In his account of the Hollywood years Wills maintains that Reagan, contrary to Lou Cannon’s claim in his authoritative Reagan, named names in the postwar anti-Communist Hollywood witchhunt. He was FBI informant “T-10,”according to his FBI file, which was not released until three years after Cannon wrote his book. Building on the investigative reporting of Dan Moldea and Jeff Goldberg, Wills next turns to certain of Reagan’s activities as a president of the Screen Actors Guild. These activities were, to use a polite word, dubious. Reagan entangled himself in one conflict of interest after another in his negotiations with MCA (the Music Corporation of America), his agent, and a firm that wanted favors from Reagan’s union. Through one of these deals Reagan came dangerously close to being indicted by the Kennedy Justice Department. It is hard to imagine, but in 1962 the rest of him might have been lost to history.
Besides providing a mercilessly (it must be admitted) selective account of Reagan’s life. Wills takes chapter-length excursions into Reagan’s beliefs. For example. the burden of his chapter on the idea of the frontier is to show that Reagan, and Frederick Jackson Turner before him, are wrong in depicting the frontier as the locus of rugged individualism. Its social ethos was instead remarkable for its conformity. “William H. McNeill argues,” Mills writes, “that comparative study shows ‘frontier conditions ordinarily provoked not freedom but a social hierarchy steeper than anything familiar in Europe itself.’ “ The West, by our standards, was not wild; Dodge City and Abilene, Wills says, averaged only one and a half murders a year in their heydays, and no wonder: these cowtowns had strict gun-control laws policed not by the lone marshals dear to Reagan’s heart but by “small armies of law enforcement.” Govment strikes again.
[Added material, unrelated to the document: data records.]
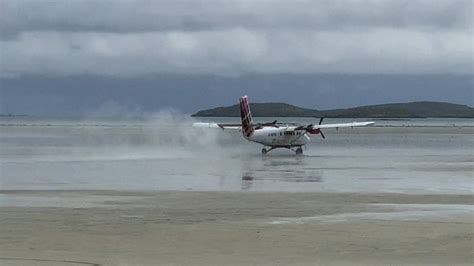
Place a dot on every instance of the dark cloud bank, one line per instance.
(68, 57)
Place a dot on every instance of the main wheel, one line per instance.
(299, 151)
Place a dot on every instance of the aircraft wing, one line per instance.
(215, 125)
(353, 124)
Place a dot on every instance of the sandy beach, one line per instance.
(235, 228)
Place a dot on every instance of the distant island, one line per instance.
(393, 110)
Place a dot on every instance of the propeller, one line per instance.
(271, 124)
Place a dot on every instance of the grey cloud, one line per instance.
(148, 16)
(132, 38)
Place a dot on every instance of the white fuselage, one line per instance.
(279, 137)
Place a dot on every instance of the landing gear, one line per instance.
(299, 151)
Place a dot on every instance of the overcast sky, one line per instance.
(69, 56)
(130, 38)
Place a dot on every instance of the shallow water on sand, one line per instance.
(167, 154)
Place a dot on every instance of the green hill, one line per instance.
(394, 110)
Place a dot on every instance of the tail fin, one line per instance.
(247, 128)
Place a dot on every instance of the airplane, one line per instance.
(276, 135)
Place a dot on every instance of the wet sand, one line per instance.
(234, 228)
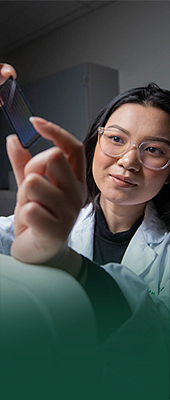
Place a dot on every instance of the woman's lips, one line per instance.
(123, 182)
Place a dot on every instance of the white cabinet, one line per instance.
(70, 98)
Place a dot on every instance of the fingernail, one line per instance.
(11, 135)
(38, 120)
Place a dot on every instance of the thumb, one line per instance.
(18, 157)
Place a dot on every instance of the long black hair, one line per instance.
(151, 95)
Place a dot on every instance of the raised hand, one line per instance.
(46, 209)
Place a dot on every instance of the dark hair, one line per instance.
(151, 95)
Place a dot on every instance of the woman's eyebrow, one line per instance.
(120, 128)
(158, 139)
(150, 138)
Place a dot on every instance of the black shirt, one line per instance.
(108, 246)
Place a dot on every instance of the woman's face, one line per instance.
(123, 180)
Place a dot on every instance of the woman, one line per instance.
(127, 202)
(128, 175)
(128, 185)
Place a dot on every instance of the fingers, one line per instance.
(18, 157)
(6, 71)
(73, 148)
(60, 192)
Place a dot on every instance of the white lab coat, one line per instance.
(146, 260)
(136, 357)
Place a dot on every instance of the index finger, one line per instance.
(6, 71)
(72, 147)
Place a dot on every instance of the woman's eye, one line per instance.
(116, 139)
(154, 150)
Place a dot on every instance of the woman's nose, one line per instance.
(130, 160)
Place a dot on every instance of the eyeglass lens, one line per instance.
(153, 154)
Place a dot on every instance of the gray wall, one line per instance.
(131, 36)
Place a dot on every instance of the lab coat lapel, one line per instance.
(139, 255)
(141, 251)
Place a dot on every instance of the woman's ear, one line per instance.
(168, 180)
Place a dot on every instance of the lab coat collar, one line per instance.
(142, 249)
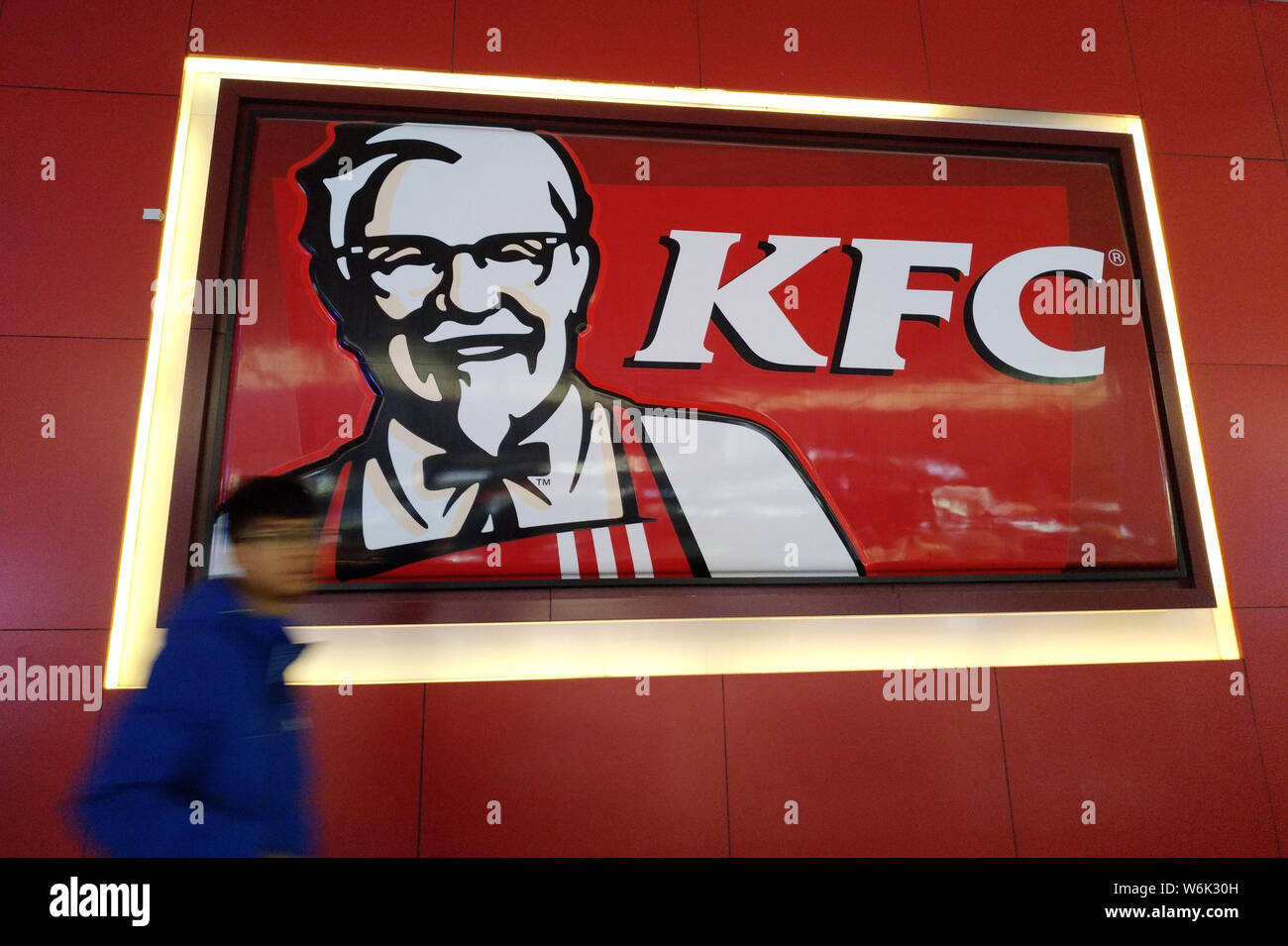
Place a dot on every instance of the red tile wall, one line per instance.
(1172, 760)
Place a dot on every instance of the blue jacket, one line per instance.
(215, 725)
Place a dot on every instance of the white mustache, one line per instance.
(498, 323)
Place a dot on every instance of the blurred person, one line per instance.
(217, 723)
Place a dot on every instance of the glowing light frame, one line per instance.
(529, 650)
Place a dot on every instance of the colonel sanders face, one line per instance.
(464, 267)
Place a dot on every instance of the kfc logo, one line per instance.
(458, 264)
(879, 300)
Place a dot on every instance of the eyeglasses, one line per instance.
(387, 254)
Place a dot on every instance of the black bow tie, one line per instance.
(463, 468)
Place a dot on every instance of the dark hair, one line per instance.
(267, 497)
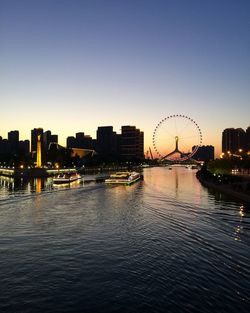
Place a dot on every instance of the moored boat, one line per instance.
(123, 178)
(66, 178)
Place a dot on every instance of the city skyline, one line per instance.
(72, 67)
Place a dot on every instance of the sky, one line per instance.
(73, 65)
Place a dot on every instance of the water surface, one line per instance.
(164, 244)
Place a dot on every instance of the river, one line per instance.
(164, 244)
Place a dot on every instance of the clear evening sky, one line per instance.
(74, 65)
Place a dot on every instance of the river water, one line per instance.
(164, 244)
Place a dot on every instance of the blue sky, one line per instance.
(73, 65)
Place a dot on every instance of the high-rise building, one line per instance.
(131, 143)
(106, 142)
(71, 142)
(248, 139)
(80, 141)
(233, 140)
(24, 147)
(13, 138)
(34, 135)
(48, 138)
(204, 153)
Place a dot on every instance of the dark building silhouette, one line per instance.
(106, 142)
(24, 147)
(233, 140)
(34, 133)
(13, 138)
(248, 139)
(48, 138)
(80, 141)
(5, 147)
(204, 153)
(131, 143)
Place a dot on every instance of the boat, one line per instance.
(123, 178)
(66, 178)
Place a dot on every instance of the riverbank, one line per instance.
(234, 186)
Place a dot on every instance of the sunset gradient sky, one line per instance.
(74, 65)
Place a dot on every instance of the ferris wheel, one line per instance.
(176, 138)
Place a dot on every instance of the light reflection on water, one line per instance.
(164, 244)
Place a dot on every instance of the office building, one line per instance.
(131, 146)
(13, 138)
(106, 142)
(204, 153)
(34, 134)
(234, 140)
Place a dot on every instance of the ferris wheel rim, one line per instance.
(187, 156)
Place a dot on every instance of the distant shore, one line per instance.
(237, 187)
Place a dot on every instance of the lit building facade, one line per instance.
(204, 153)
(106, 142)
(234, 140)
(131, 145)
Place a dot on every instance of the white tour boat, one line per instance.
(66, 178)
(123, 178)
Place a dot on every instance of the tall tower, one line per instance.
(39, 152)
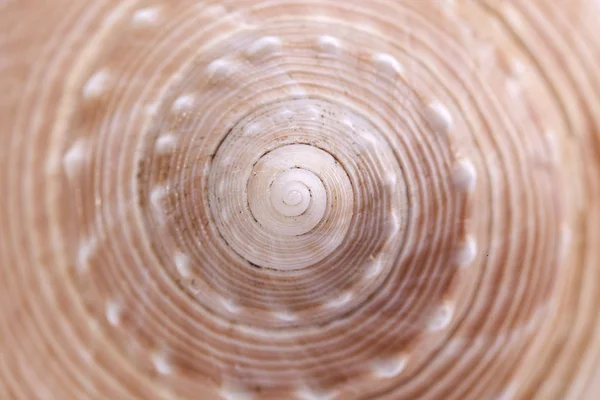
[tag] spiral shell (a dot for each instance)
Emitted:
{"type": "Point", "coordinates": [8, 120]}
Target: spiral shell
{"type": "Point", "coordinates": [300, 199]}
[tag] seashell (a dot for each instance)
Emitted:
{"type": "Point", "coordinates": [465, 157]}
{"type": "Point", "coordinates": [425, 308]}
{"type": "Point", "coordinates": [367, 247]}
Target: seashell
{"type": "Point", "coordinates": [255, 199]}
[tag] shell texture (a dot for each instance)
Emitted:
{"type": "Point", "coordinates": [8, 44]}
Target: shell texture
{"type": "Point", "coordinates": [298, 199]}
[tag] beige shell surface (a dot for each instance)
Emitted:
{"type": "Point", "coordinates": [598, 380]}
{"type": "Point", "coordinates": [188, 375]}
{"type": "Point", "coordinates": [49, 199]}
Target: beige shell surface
{"type": "Point", "coordinates": [298, 199]}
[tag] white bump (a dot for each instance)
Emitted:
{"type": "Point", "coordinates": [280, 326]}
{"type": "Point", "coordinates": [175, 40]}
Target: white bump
{"type": "Point", "coordinates": [285, 316]}
{"type": "Point", "coordinates": [441, 317]}
{"type": "Point", "coordinates": [75, 157]}
{"type": "Point", "coordinates": [387, 63]}
{"type": "Point", "coordinates": [390, 367]}
{"type": "Point", "coordinates": [161, 364]}
{"type": "Point", "coordinates": [235, 392]}
{"type": "Point", "coordinates": [466, 252]}
{"type": "Point", "coordinates": [439, 117]}
{"type": "Point", "coordinates": [97, 84]}
{"type": "Point", "coordinates": [182, 263]}
{"type": "Point", "coordinates": [183, 103]}
{"type": "Point", "coordinates": [152, 109]}
{"type": "Point", "coordinates": [264, 46]}
{"type": "Point", "coordinates": [113, 312]}
{"type": "Point", "coordinates": [348, 123]}
{"type": "Point", "coordinates": [165, 143]}
{"type": "Point", "coordinates": [220, 69]}
{"type": "Point", "coordinates": [145, 16]}
{"type": "Point", "coordinates": [340, 301]}
{"type": "Point", "coordinates": [83, 255]}
{"type": "Point", "coordinates": [298, 91]}
{"type": "Point", "coordinates": [285, 113]}
{"type": "Point", "coordinates": [464, 175]}
{"type": "Point", "coordinates": [307, 393]}
{"type": "Point", "coordinates": [215, 10]}
{"type": "Point", "coordinates": [328, 44]}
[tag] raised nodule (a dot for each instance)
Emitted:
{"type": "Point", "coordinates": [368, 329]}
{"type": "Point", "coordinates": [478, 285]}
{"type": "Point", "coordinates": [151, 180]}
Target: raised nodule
{"type": "Point", "coordinates": [269, 199]}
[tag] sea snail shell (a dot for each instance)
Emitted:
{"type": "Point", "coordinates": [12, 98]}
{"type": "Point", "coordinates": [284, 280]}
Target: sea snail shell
{"type": "Point", "coordinates": [300, 199]}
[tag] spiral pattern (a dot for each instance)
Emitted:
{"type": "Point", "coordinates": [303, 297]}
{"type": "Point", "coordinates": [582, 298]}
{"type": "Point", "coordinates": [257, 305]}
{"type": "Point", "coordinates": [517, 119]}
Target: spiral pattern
{"type": "Point", "coordinates": [300, 199]}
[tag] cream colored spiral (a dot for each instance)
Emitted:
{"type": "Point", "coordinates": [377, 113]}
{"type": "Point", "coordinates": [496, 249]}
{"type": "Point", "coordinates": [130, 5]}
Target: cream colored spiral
{"type": "Point", "coordinates": [298, 199]}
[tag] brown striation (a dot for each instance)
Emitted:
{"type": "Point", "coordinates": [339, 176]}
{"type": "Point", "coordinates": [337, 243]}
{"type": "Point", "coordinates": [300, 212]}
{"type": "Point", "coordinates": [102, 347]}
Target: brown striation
{"type": "Point", "coordinates": [300, 199]}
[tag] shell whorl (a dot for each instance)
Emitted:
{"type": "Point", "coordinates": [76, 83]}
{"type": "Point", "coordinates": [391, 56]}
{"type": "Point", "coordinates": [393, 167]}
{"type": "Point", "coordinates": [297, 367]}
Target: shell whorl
{"type": "Point", "coordinates": [300, 199]}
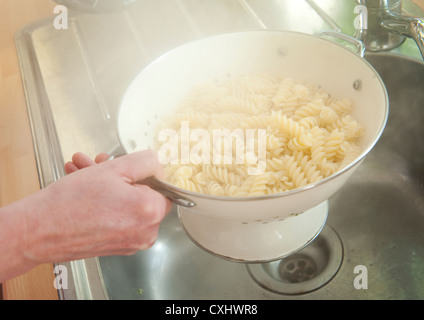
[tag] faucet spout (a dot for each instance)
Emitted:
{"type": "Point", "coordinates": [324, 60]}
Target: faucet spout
{"type": "Point", "coordinates": [410, 27]}
{"type": "Point", "coordinates": [387, 27]}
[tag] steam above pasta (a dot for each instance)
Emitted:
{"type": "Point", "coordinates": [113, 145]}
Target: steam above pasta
{"type": "Point", "coordinates": [309, 136]}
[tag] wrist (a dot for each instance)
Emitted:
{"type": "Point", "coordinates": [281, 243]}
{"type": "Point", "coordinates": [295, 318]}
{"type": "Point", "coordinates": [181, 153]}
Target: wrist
{"type": "Point", "coordinates": [14, 242]}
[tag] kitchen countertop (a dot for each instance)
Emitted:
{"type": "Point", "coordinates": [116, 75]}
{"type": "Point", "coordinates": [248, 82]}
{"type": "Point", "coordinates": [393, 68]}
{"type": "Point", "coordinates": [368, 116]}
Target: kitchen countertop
{"type": "Point", "coordinates": [18, 171]}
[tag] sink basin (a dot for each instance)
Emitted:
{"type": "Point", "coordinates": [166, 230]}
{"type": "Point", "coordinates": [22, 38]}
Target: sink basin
{"type": "Point", "coordinates": [372, 246]}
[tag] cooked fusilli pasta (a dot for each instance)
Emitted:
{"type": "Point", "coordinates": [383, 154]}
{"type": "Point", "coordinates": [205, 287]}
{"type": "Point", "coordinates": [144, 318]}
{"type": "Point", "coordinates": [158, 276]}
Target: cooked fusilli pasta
{"type": "Point", "coordinates": [309, 135]}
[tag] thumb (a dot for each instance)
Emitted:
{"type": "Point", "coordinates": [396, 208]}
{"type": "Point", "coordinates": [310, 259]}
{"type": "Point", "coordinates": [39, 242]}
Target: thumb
{"type": "Point", "coordinates": [138, 165]}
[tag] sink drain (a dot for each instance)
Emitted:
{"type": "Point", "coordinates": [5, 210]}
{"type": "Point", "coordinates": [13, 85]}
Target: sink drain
{"type": "Point", "coordinates": [304, 271]}
{"type": "Point", "coordinates": [297, 268]}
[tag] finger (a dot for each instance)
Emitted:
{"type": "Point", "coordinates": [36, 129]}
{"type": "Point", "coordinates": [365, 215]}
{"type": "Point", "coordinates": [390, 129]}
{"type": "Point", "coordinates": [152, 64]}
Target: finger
{"type": "Point", "coordinates": [81, 160]}
{"type": "Point", "coordinates": [154, 206]}
{"type": "Point", "coordinates": [137, 166]}
{"type": "Point", "coordinates": [70, 167]}
{"type": "Point", "coordinates": [101, 157]}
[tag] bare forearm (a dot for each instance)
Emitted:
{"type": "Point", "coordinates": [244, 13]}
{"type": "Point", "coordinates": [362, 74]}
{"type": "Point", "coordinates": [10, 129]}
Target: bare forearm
{"type": "Point", "coordinates": [14, 242]}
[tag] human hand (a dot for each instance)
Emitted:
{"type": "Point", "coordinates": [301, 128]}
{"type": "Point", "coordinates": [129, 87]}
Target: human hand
{"type": "Point", "coordinates": [97, 209]}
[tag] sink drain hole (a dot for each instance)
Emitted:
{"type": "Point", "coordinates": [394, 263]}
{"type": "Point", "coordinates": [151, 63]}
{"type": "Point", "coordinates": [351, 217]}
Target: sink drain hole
{"type": "Point", "coordinates": [304, 271]}
{"type": "Point", "coordinates": [297, 268]}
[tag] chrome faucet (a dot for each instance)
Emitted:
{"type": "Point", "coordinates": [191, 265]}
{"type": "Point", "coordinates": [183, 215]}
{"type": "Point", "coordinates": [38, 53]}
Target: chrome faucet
{"type": "Point", "coordinates": [386, 27]}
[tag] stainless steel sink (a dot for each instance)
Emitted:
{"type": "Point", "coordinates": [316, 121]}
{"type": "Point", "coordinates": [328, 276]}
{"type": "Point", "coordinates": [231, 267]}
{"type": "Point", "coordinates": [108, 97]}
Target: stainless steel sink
{"type": "Point", "coordinates": [375, 222]}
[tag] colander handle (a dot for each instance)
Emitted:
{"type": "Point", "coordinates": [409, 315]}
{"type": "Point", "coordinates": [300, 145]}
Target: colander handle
{"type": "Point", "coordinates": [162, 188]}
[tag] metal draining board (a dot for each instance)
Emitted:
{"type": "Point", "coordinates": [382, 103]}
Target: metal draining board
{"type": "Point", "coordinates": [74, 79]}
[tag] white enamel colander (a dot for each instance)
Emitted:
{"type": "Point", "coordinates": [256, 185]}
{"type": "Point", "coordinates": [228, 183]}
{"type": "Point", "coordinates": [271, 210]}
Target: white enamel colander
{"type": "Point", "coordinates": [262, 228]}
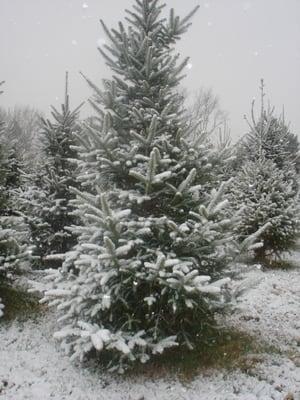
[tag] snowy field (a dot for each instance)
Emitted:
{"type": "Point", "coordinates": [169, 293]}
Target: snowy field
{"type": "Point", "coordinates": [32, 367]}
It is historical asides like this that make the other Reagan books—Cannon’s, Robert Dallek’s psychobiography, Laurence Barrett’s inside-the-WhiteHouse account—look like previews for the main attraction, Reagan’s America. Some readers, when they get to that last chapter, will feel uneasy about being included in Wills’s “we”; others will find the book’s disproportions (342 pages devoted to Reagan’s early life and the history of his emanations, only forty-one pages of consecutive text given over to his presidency) intellectually disreputable, like expounding a lion from his tail rather than his teeth; others still will dismiss Wills’s treatment of Reagan as a cultural symbol as the literary man’s revenge on politics, and deplore the ravages of learning upon common sense. But more readers, I think, will applaud his determination to go at American politics not only with his intelligence but also with his imagination.